An international scientific study has shown that people around the world have more or less common preferences for odors whether they like it or not. What smell people like, regardless of their cultural background, depends primarily on the structure of the particular odor molecule, so it is a matter of biology and not environmental impact.
Researchers from the University of Oxford in the UK and the Karolinska Institutet in Stockholm University in Sweden, published in the journal Current Biology, sampled the reactions of 235 people from around the world. Many were deliberately indigenous who still lived in relatively primitive conditions, having little contact with the western way of life, so they had received a correspondingly small influence from modern culture.
Participants were asked to smell different scents and classify them in a range from very pleasant to very unpleasant. An agreement was generally reached as to what smells good and what smells bad. Within each population differences were found from person to person, but globally there was generally a consensus. The most liked smell was of vanilla, while the one that was considered the most unpleasant was of the isovaleric acid that is present in many foods such as cheeses, but also on sweaty feet.

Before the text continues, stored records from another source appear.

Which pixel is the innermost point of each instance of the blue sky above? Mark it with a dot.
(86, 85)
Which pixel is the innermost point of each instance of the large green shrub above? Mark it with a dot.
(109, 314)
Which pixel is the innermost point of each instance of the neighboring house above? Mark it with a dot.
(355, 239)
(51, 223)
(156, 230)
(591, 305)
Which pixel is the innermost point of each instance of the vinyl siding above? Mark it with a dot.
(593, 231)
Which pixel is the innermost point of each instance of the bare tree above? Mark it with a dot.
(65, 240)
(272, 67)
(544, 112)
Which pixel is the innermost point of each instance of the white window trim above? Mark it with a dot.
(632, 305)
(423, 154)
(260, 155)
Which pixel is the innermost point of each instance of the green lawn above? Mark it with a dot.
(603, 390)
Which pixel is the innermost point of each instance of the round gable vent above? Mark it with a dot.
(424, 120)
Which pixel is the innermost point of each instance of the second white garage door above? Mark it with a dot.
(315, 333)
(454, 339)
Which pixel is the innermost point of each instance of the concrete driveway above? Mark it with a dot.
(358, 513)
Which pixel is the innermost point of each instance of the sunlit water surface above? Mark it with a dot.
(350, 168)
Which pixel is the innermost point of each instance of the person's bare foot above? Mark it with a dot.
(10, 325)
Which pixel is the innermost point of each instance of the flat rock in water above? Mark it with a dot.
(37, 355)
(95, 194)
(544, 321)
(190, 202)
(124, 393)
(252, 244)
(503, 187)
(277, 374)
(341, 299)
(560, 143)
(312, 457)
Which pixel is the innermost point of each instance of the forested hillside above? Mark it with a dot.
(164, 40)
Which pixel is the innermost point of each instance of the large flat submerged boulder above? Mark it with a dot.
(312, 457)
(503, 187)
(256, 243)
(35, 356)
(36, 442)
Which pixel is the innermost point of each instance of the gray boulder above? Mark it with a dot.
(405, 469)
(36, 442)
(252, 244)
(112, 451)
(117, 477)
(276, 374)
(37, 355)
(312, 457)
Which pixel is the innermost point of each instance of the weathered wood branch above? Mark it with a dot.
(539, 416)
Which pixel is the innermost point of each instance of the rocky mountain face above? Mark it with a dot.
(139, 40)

How much it affects culture
“We wanted to see if people around the world had the same sense of smell and liked the same smells or if it is something that is learned culturally. “Smell has traditionally been considered a cultural thing, but we have been able to show that culture has very little to do with it.”said researcher Artin Arsamian of the Karolinska Department of Clinical Neuroscience, as broadcast by the Athenian-Macedonian News Agency.
“Cultures around the world evaluate different odors in a similar way, but preferences have a personal – though not cultural – dimension. Personal preference can be a matter of learning or a result of a genetic background. We now know that there is a universal perception of smells, which is guided by the molecular structure and this explains why we like it or not a particular smell. “The next step will be to study why this happens, linking this knowledge to what happens in the brain when we smell a particular odor.”